Cruising Peru — The Amazon is About People, Too

February 27, 2019 - 3 minutes read

 

Photo by Joe Yogerst

 

One of the highlights of any Jungle Experiences cruise in the Peruvian Amazon is a chance to visit the indigenous people who live in and around Pacaya-Samiria National Preserve.

They are most likely members of the Kukama tribe, which has called the region home for many generations. Their villages are perched along the banks of the Marañón and Ucayali rivers on either side of the park. But many of the park rangers and naturalist guides are also Kukama.

Two of the best places to meet and mingle with the Kukama are Puerto Prado and San Regis villages along the Rio Marañón opposite the national park.

Puerto Prado welcomes visitors into its thatched-roof elementary school for a presentation by local students. While the main attraction at San Regis is a spiritual ceremony and medical plant demonstration (including ayahuasca) conducted by Carola, the town’s longtime shaman.

 

Photo by Joe Yogerst

The Kukama have called the area home for at least 200 years. According to local legend, a great chief by the name of Manuel Pacaya Irarica — who was also called Pacaya Samiria — led his people to the region from elsewhere in the Amazon in the 1830s.

It was the latest in a long series of migrations by the Kukama in search of better food resources, or escaping indigenous warfare or enslavement by the Spanish or Portuguese.

In this case, they were apparently looking for a home that wasn’t flooded for half the year. Because Chief Pacaya decided to settle his people on bluffs above the Rio Marañón that later grew into the town of Nauta — where Jungle Experiences starts and ends many of its Peruvian Amazon cruises.

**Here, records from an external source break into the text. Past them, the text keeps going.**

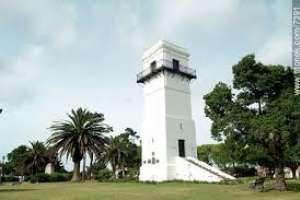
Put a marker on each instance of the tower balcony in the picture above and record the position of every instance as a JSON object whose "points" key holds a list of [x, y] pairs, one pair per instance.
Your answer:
{"points": [[165, 65]]}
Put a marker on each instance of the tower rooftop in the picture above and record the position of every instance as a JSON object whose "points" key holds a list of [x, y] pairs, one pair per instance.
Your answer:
{"points": [[165, 56]]}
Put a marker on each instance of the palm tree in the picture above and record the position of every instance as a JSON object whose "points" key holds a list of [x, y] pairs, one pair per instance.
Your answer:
{"points": [[36, 159], [81, 134]]}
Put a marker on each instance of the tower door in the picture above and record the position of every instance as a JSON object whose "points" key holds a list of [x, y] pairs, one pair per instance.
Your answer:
{"points": [[181, 148]]}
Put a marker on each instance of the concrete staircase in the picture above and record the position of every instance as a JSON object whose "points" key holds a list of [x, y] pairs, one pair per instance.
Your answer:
{"points": [[210, 169]]}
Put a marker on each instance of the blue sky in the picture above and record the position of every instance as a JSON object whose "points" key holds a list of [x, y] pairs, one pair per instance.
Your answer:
{"points": [[61, 54]]}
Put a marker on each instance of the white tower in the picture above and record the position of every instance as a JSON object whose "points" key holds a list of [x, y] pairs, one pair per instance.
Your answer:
{"points": [[168, 131]]}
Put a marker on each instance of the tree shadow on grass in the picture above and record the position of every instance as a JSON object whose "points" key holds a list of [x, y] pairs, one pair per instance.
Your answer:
{"points": [[16, 190], [294, 187]]}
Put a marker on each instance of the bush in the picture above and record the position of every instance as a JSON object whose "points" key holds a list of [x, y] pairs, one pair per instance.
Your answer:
{"points": [[56, 177], [9, 179], [242, 171], [59, 177], [39, 178], [104, 175]]}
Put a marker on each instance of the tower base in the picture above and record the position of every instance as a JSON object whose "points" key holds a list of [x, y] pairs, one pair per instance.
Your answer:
{"points": [[185, 169]]}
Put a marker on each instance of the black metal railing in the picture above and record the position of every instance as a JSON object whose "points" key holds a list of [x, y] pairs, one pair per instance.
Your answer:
{"points": [[165, 65]]}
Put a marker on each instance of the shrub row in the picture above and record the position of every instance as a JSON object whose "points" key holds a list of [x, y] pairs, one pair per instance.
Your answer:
{"points": [[56, 177], [9, 179]]}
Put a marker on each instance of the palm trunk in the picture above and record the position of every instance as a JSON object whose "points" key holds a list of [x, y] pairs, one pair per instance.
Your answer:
{"points": [[83, 168], [91, 165], [280, 179], [76, 172]]}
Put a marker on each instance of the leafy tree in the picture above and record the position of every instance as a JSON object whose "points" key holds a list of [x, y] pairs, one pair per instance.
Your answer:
{"points": [[82, 133], [122, 152], [36, 158], [16, 160], [262, 115]]}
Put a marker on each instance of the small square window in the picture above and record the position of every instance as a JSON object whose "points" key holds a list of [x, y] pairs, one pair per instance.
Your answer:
{"points": [[153, 160]]}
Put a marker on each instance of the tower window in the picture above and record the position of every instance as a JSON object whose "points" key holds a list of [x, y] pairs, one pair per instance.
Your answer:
{"points": [[181, 148], [153, 65], [181, 126], [176, 64]]}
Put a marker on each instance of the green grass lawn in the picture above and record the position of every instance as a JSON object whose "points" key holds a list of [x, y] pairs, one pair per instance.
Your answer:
{"points": [[132, 191]]}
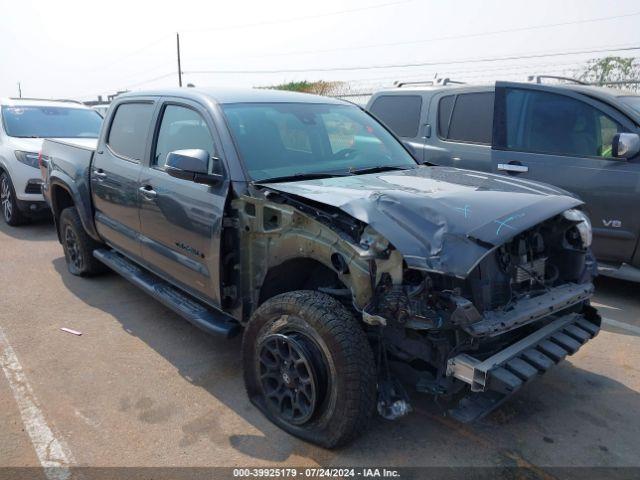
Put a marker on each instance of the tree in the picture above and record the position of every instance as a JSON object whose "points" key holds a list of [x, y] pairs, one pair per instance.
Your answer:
{"points": [[604, 71], [320, 87]]}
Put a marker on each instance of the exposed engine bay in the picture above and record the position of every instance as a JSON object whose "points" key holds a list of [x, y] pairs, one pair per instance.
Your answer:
{"points": [[465, 308], [540, 274]]}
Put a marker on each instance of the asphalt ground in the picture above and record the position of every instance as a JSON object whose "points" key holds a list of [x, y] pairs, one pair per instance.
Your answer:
{"points": [[143, 388]]}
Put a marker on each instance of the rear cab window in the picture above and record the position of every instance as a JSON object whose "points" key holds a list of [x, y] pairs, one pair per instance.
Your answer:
{"points": [[129, 128], [400, 113], [31, 121], [466, 117]]}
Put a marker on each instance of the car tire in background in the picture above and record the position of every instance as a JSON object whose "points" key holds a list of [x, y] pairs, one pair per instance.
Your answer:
{"points": [[8, 202], [78, 246], [309, 367]]}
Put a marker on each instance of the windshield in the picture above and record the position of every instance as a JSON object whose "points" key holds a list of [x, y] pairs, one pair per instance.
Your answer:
{"points": [[286, 139], [633, 101], [50, 122]]}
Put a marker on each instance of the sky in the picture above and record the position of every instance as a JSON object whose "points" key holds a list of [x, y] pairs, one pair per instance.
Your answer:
{"points": [[82, 49]]}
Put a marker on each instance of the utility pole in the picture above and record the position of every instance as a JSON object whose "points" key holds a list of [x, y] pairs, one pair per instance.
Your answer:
{"points": [[179, 67]]}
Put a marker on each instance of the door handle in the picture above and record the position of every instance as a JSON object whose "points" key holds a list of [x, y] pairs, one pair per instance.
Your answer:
{"points": [[148, 192], [513, 168]]}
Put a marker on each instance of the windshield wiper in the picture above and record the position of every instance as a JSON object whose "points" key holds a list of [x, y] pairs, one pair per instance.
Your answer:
{"points": [[301, 176], [379, 168]]}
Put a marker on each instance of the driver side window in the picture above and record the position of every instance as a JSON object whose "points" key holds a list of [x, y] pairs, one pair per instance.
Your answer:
{"points": [[181, 128], [543, 122]]}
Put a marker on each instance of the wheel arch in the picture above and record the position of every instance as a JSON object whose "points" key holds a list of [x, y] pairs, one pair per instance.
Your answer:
{"points": [[63, 196], [297, 273]]}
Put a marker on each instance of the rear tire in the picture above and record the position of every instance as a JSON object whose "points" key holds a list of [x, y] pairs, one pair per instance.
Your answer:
{"points": [[9, 203], [78, 246], [309, 368]]}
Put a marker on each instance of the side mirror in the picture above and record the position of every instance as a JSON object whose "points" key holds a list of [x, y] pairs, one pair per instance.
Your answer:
{"points": [[625, 145], [191, 165]]}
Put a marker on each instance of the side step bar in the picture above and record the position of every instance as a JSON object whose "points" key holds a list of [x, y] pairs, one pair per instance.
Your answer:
{"points": [[208, 319], [494, 379]]}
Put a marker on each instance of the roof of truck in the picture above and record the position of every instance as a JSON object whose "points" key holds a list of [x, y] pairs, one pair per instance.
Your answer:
{"points": [[37, 102], [591, 90], [233, 95]]}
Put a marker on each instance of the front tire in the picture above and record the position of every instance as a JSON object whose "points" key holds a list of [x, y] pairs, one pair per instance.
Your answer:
{"points": [[309, 368], [9, 203], [77, 245]]}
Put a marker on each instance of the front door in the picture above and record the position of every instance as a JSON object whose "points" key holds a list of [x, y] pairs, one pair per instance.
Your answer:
{"points": [[115, 172], [563, 138], [181, 221]]}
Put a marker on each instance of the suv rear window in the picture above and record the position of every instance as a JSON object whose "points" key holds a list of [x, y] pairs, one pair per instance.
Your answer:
{"points": [[471, 120], [128, 133], [400, 113]]}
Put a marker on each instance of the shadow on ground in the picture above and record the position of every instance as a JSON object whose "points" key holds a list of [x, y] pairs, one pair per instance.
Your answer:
{"points": [[35, 231], [560, 419]]}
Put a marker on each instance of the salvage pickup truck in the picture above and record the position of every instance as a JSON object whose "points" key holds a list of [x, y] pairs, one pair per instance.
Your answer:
{"points": [[353, 272]]}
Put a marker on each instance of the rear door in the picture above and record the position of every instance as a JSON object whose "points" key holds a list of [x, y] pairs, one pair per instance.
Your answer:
{"points": [[460, 126], [563, 138], [181, 221], [115, 173]]}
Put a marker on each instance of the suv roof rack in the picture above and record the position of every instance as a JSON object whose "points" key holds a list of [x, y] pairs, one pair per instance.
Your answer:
{"points": [[439, 81], [46, 99], [539, 78]]}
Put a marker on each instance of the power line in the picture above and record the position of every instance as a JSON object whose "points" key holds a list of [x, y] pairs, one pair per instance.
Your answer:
{"points": [[437, 39], [303, 17], [409, 65], [129, 55]]}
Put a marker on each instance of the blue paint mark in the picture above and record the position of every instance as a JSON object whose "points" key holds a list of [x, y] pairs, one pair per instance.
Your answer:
{"points": [[505, 222], [466, 210]]}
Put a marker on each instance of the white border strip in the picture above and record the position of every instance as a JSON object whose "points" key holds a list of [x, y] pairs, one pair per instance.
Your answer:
{"points": [[53, 454]]}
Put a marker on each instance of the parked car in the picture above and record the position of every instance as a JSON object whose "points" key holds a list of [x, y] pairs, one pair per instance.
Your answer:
{"points": [[304, 221], [101, 108], [580, 138], [24, 123]]}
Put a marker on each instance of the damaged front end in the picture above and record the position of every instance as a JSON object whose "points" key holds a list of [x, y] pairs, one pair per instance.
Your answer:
{"points": [[468, 285], [473, 342]]}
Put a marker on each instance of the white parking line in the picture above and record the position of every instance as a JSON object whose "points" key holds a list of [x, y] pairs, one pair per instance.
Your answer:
{"points": [[53, 454], [624, 326]]}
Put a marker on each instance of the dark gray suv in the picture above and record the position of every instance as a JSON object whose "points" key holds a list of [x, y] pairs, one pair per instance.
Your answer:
{"points": [[580, 138]]}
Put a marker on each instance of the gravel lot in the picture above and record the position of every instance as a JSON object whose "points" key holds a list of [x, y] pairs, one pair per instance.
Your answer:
{"points": [[141, 387]]}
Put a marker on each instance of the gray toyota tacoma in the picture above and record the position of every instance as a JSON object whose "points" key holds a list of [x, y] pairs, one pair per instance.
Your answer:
{"points": [[356, 275]]}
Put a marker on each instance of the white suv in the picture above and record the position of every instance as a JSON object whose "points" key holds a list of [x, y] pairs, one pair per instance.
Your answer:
{"points": [[23, 125]]}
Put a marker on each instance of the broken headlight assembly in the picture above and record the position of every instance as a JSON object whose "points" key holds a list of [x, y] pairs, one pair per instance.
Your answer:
{"points": [[583, 225]]}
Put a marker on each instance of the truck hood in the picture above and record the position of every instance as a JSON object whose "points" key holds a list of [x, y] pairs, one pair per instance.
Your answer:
{"points": [[441, 219]]}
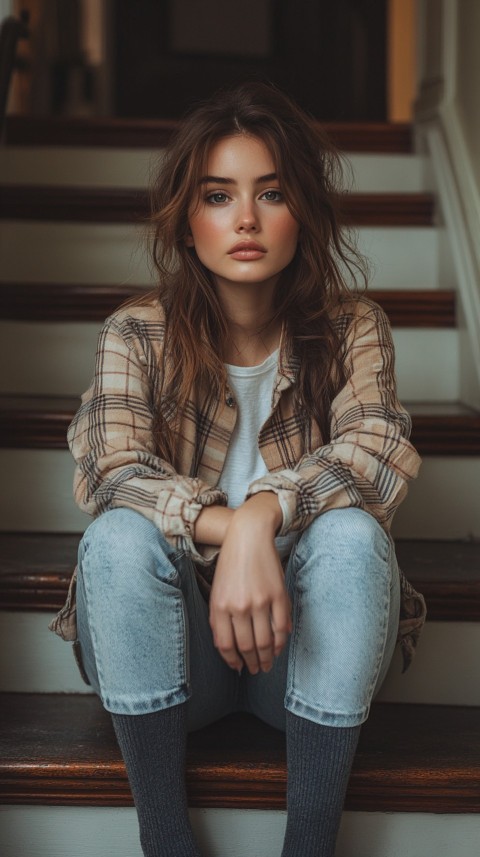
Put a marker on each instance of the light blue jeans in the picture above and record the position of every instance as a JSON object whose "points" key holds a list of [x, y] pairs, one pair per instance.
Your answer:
{"points": [[146, 642]]}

Together with a linguistically related group called the Kukamiria, the Kukama number around 20,000 people in northeastern Peru and neighboring parts of the Brazilian and Colombian Amazon.

Photo by Joe Yogerst

According to Rosa Vallejos, an associate professor at the University of New Mexico who has studied the indigenous people of the Amazon for many years, the Kukama “preserve vast knowledge of the forest and the aquatic environment, which allows them to survive in this area of the jungle that is flooded with water almost half of the year.”

And they are more than happy to share some of that knowledge with visitors to their rainforest realm.